Here we develop a new method for meta-analysis that deals with publication bias. This method, p-uniform, enables (1) testing of publication bias, (2) effect size estimation, and (3) testing of the null-hypothesis of no effect. No current method for meta-analysis possesses all 3 qualities. Application of p-uniform is straightforward because no additional data on missing studies are needed and no sophisticated assumptions or choices need to be made before applying it. Simulations show that p-uniform generally outperforms the trim-and-fill method and the test of excess statistical-significance (TES; Ioannidis & Trikalinos2007b) if publication bias exists and population effect size is homogenous or heterogeneity is slight.
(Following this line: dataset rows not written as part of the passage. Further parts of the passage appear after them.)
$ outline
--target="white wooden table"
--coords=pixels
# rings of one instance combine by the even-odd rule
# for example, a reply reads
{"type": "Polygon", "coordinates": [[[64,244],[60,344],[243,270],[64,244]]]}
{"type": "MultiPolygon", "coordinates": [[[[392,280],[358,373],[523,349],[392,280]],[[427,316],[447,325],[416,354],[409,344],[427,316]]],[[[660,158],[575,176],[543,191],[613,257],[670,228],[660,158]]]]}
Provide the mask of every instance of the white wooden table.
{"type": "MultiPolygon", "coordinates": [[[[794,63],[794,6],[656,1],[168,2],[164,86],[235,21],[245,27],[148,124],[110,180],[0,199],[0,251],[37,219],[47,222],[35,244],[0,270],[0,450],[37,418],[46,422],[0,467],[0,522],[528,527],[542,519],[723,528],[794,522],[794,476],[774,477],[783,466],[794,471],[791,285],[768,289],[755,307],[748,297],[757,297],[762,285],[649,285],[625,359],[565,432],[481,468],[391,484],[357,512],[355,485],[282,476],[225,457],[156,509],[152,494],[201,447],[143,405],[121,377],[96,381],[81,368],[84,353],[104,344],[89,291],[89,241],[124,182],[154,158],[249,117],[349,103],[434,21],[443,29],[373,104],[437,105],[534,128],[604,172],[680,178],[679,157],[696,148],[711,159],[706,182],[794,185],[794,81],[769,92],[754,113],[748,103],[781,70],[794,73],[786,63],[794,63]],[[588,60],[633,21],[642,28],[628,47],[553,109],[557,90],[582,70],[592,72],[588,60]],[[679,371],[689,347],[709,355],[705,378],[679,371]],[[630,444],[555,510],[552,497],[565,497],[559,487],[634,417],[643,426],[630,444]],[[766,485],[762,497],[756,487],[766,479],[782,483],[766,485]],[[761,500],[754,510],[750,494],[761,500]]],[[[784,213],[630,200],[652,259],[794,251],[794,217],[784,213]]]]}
For illustration, p-uniform and other publication bias analyses are applied to the meta-analysis of McCall & Carriger1993 examining the association between infants’ habituation to a stimulus and their later cognitive ability (IQ).
We conclude that p-uniform is a valuable technique for examining publication bias and estimating population effects in fixed-effect meta-analyses, and as sensitivity analysis to draw inferences about publication bias.
[Keywords: meta-analysis, publication bias, the trim-and-fill method, test of excess statistical-significance, sensitivity analysis]
…Application to Meta-Analysis of McCall & Carriger1993: …The apparent negative association between effect size and standard error in the contour-enhanced funnel plot (see Figure 1) suggests publication bias…The piμ✱ estimator of p-uniform was performed on the 11 statistically-significant studies. The publication bias test indicated publication bias (Lμ = 4.07, p = 0.003).6 Its estimated Fisher-transformed correlation was 0.175, corresponding to an estimated correlation of 0.17 (95% CI [−0.027, 0.35]), which did not differ statistically-significantly from 0 (L0 = 17.35, p = 0.083, two-tailed test). To conclude, the effect size estimate obtained by p-uniform is remarkably lower than the fixed-effect estimate, and suggests that the evidence in favor of a positive association between infants’ habituation and their later cognitive ability (IQ) is not conclusive.
Figure 4: Funnel plot of the studies of McCall & Carriger1993’s meta-analysis after the trim-and-fill method imputed 6 studies (open circles) based on the L0 statistic. The vertical line corresponds to trim-and-fill’s effect size of 0.352.